We won’t be doing that again. I’m surprised my windshield didn’t shatter. I will actually need to cover my ears when I cut loose with this bad boy. Go ahead, suckers, give me a call.

The grocery shopping was dull, except for smiling young lady bagging groceries at Rosauer’s, author of the wrong kind of suspense. For some reason, Rosauer’s has a great grocery store with the worst baggers in grocery history. Blueberries? Broken open and dumped out due to careless tossing in sideways. Big chip bags? Stuffed together so that one couldn’t possibly lift that bag by the handles. Gods only know what happens if you get anything at the deli–they’d probably put the hot stuff right next to your ice cream. Not planning to complain, just bag my own in the future.

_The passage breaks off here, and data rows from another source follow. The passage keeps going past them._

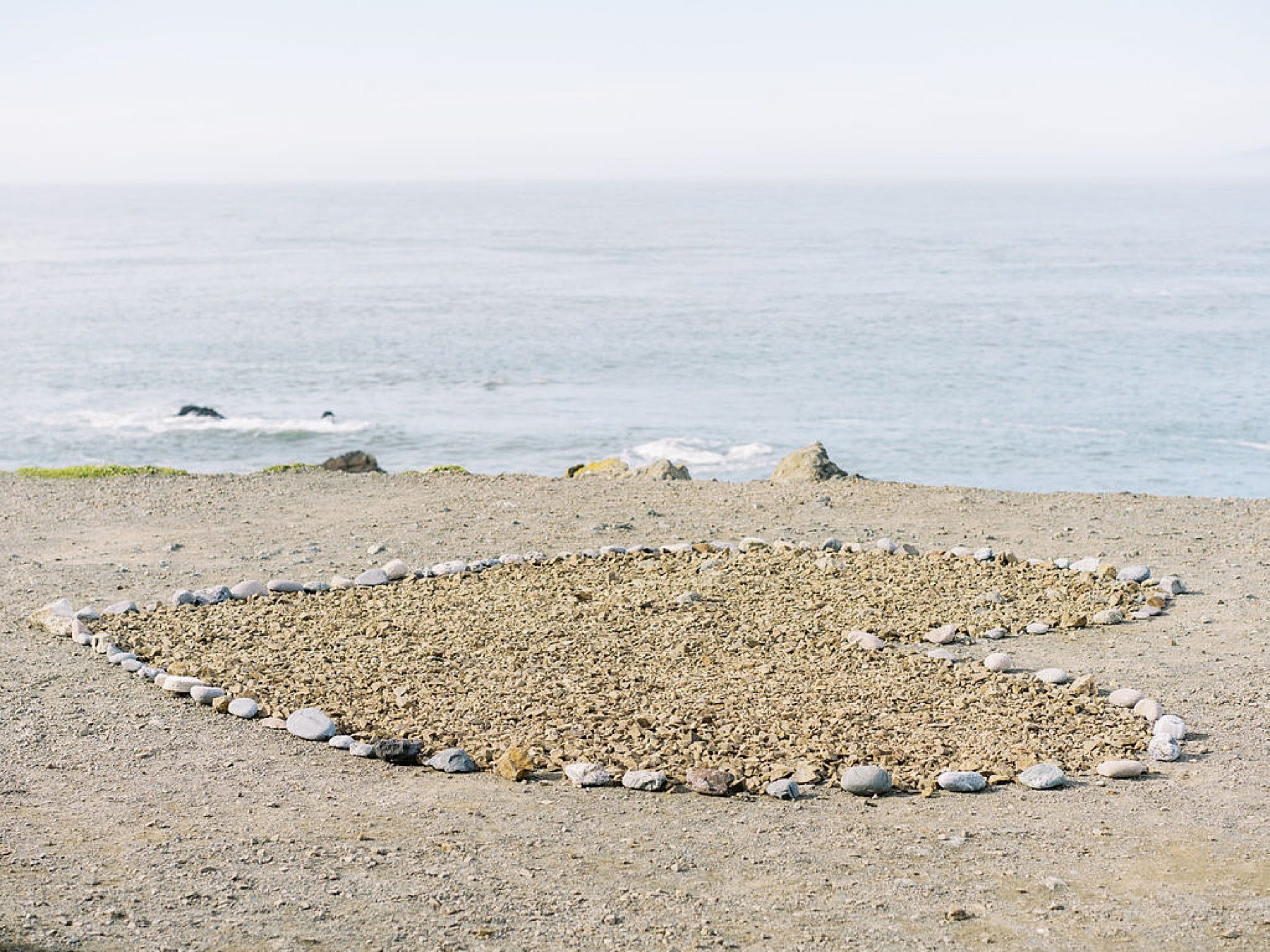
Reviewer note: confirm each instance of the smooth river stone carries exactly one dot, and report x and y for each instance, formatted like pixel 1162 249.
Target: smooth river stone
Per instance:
pixel 998 661
pixel 962 781
pixel 244 707
pixel 311 724
pixel 866 781
pixel 1149 710
pixel 1163 747
pixel 1124 697
pixel 584 774
pixel 452 761
pixel 1171 725
pixel 206 693
pixel 1043 777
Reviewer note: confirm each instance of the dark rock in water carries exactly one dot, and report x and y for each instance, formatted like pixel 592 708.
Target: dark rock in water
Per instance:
pixel 193 410
pixel 353 461
pixel 398 750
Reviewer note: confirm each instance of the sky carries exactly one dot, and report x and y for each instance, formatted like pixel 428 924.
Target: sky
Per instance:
pixel 315 90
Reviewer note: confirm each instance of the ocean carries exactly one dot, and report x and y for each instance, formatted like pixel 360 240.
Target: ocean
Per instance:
pixel 1096 336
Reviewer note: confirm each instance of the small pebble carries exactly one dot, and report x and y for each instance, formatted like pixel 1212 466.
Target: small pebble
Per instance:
pixel 962 781
pixel 311 724
pixel 866 781
pixel 782 790
pixel 452 761
pixel 998 661
pixel 244 707
pixel 644 780
pixel 1043 777
pixel 1163 747
pixel 586 774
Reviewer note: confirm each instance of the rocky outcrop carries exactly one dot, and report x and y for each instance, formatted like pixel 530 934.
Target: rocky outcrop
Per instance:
pixel 353 461
pixel 811 463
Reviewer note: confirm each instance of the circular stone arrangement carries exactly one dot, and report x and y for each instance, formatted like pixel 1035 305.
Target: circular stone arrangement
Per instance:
pixel 727 666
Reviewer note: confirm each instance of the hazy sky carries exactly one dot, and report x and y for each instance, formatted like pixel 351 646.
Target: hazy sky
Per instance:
pixel 412 89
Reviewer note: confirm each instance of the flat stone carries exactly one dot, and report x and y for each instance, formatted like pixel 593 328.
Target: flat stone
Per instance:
pixel 644 780
pixel 252 588
pixel 1163 747
pixel 1170 725
pixel 998 661
pixel 371 577
pixel 782 790
pixel 1043 777
pixel 1124 697
pixel 962 781
pixel 244 707
pixel 206 693
pixel 452 761
pixel 311 724
pixel 709 781
pixel 586 774
pixel 866 781
pixel 398 750
pixel 397 570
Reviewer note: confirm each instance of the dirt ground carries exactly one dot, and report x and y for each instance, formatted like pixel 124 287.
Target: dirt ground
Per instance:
pixel 131 820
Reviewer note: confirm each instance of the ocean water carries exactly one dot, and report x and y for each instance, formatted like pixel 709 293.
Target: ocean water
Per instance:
pixel 1017 336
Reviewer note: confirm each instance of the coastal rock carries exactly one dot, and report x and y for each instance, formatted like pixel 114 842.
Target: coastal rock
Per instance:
pixel 811 463
pixel 395 570
pixel 249 590
pixel 663 470
pixel 782 790
pixel 586 774
pixel 644 780
pixel 866 781
pixel 244 707
pixel 311 724
pixel 709 781
pixel 352 461
pixel 1122 769
pixel 452 761
pixel 1163 747
pixel 962 781
pixel 998 661
pixel 1043 777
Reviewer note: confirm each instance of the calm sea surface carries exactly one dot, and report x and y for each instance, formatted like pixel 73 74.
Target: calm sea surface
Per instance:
pixel 1032 336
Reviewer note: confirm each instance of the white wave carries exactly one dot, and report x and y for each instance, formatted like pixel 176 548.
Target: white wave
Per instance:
pixel 701 457
pixel 152 425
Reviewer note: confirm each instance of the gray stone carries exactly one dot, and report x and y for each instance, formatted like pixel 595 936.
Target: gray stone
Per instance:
pixel 866 781
pixel 962 781
pixel 311 724
pixel 782 790
pixel 586 774
pixel 244 707
pixel 452 761
pixel 371 577
pixel 252 588
pixel 1043 777
pixel 644 780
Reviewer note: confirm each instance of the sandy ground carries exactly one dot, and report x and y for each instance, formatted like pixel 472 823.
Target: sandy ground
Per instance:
pixel 130 820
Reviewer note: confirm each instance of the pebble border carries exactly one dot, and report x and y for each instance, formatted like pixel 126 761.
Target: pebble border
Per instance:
pixel 863 780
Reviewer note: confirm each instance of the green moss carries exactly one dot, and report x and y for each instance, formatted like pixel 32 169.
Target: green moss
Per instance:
pixel 290 468
pixel 95 472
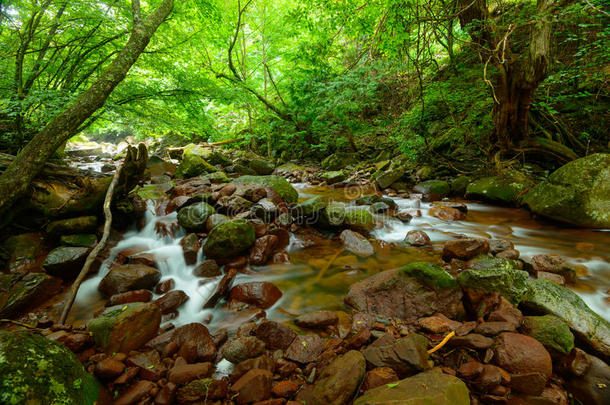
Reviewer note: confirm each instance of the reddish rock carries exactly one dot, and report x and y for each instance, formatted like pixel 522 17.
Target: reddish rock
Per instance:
pixel 464 249
pixel 520 354
pixel 417 238
pixel 253 386
pixel 262 249
pixel 108 369
pixel 305 348
pixel 135 393
pixel 274 334
pixel 193 331
pixel 190 247
pixel 129 296
pixel 285 389
pixel 171 301
pixel 317 319
pixel 186 373
pixel 379 376
pixel 261 294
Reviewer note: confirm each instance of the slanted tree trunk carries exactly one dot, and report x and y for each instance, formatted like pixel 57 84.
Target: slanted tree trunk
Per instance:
pixel 15 180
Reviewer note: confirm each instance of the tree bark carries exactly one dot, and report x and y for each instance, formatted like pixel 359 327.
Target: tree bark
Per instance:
pixel 16 178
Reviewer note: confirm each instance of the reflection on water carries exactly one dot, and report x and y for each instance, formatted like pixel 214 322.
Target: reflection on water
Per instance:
pixel 321 272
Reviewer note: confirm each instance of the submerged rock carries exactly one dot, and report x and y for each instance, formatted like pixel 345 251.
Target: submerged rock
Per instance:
pixel 36 370
pixel 125 327
pixel 430 387
pixel 403 294
pixel 229 239
pixel 577 193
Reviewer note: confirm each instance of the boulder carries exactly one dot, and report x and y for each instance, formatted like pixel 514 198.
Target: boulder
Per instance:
pixel 277 183
pixel 547 297
pixel 403 294
pixel 505 189
pixel 430 387
pixel 129 277
pixel 21 291
pixel 549 330
pixel 193 217
pixel 339 381
pixel 36 370
pixel 125 327
pixel 577 193
pixel 229 239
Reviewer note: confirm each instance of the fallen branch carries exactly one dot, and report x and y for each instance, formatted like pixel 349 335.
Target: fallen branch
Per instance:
pixel 96 250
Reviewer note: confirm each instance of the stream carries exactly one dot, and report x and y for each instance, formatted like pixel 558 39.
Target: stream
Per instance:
pixel 320 271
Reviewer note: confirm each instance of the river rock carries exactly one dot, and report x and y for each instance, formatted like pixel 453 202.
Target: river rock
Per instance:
pixel 519 354
pixel 339 381
pixel 464 249
pixel 125 327
pixel 129 277
pixel 193 217
pixel 65 261
pixel 550 298
pixel 551 331
pixel 430 387
pixel 36 370
pixel 356 243
pixel 261 294
pixel 194 332
pixel 406 356
pixel 417 290
pixel 20 291
pixel 577 193
pixel 243 348
pixel 504 189
pixel 229 239
pixel 277 183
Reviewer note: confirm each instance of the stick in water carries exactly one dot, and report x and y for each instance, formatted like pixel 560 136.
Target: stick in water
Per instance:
pixel 96 250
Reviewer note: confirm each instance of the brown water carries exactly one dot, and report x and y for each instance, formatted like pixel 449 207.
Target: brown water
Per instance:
pixel 321 270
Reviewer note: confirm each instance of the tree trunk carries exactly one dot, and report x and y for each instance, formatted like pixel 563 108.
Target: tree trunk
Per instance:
pixel 17 177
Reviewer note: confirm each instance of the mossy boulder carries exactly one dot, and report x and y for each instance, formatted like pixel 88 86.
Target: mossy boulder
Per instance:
pixel 38 371
pixel 21 291
pixel 510 283
pixel 229 239
pixel 550 298
pixel 430 274
pixel 193 217
pixel 338 161
pixel 277 183
pixel 427 388
pixel 577 193
pixel 359 219
pixel 122 328
pixel 505 189
pixel 551 331
pixel 437 188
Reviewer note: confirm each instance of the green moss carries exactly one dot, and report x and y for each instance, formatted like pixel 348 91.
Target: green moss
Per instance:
pixel 37 371
pixel 430 274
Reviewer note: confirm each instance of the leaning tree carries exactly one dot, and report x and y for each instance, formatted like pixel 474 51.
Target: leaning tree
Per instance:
pixel 17 177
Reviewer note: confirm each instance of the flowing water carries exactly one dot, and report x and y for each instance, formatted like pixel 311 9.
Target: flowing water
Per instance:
pixel 321 271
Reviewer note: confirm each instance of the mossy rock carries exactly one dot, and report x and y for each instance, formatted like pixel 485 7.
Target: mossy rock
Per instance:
pixel 430 274
pixel 38 371
pixel 505 189
pixel 359 219
pixel 551 331
pixel 193 217
pixel 277 183
pixel 229 239
pixel 122 328
pixel 550 298
pixel 577 193
pixel 510 283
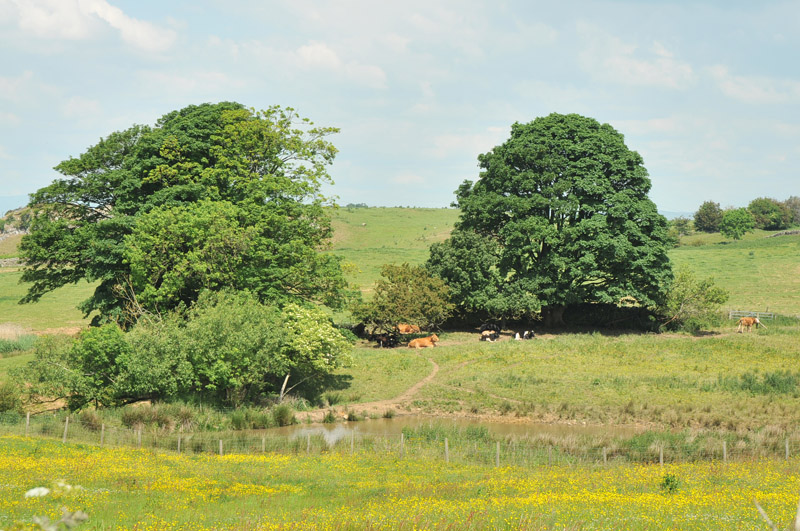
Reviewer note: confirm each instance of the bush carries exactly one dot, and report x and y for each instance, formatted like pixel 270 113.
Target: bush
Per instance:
pixel 283 416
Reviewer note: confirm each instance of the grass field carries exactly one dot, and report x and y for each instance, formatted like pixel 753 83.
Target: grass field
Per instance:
pixel 724 380
pixel 371 237
pixel 56 311
pixel 761 274
pixel 135 489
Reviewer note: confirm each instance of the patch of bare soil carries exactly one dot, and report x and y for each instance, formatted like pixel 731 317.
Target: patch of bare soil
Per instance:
pixel 381 406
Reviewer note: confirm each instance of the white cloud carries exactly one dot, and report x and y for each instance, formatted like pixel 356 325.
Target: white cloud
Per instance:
pixel 408 179
pixel 137 33
pixel 83 19
pixel 756 89
pixel 81 108
pixel 191 83
pixel 608 58
pixel 318 55
pixel 16 88
pixel 468 144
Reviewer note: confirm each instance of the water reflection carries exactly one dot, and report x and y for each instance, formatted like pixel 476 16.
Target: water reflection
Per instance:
pixel 333 433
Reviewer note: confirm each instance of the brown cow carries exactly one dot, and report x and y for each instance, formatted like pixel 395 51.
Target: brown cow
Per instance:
pixel 422 342
pixel 407 329
pixel 747 322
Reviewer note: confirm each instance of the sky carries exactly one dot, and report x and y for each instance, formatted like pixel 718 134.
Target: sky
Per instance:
pixel 707 92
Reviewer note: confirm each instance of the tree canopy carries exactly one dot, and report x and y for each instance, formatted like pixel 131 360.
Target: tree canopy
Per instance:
pixel 770 214
pixel 565 203
pixel 211 196
pixel 708 217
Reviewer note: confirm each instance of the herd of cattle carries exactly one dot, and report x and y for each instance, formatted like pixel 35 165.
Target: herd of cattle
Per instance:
pixel 488 332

The conventional wisdom says that you are supposed to complain to the manager about stuff like that. But really, why? Why get in trouble a poor, rather dense minimum wage serf who really has no reason to give a damn about my groceries or her job, thanks to Idaho’s general working conditions and wage situation, which are in the category of ‘Enslaved Inca Silver Miners’? “Well, so that the manager can fix it!” But why is that my job, why do I think that will happen, and why should I even care? This manager has presumably had months to supervise and observe, and has made not one dent in the situation. Furthermore, I’m the customer. I’m the one who pays. Why am I to provide a volunteer service to a for-profit enterprise? Manage your own people, lady. I’ll just deal with it on my own henceforth. And if it slows down the register, oh, gee, well, sorry about that. Smile, smile, smile.

Boring things done, tried something new only thirty years after it was introduced, set myself up to start punching back at slimy creatures, managed to control frustration and not embarrass minwage serf. Was not rear-ended while braking for yellow light, harassed by bored deputies. Flipped off Hobby Lobby twice.

Around these parts, we count that as a good outing.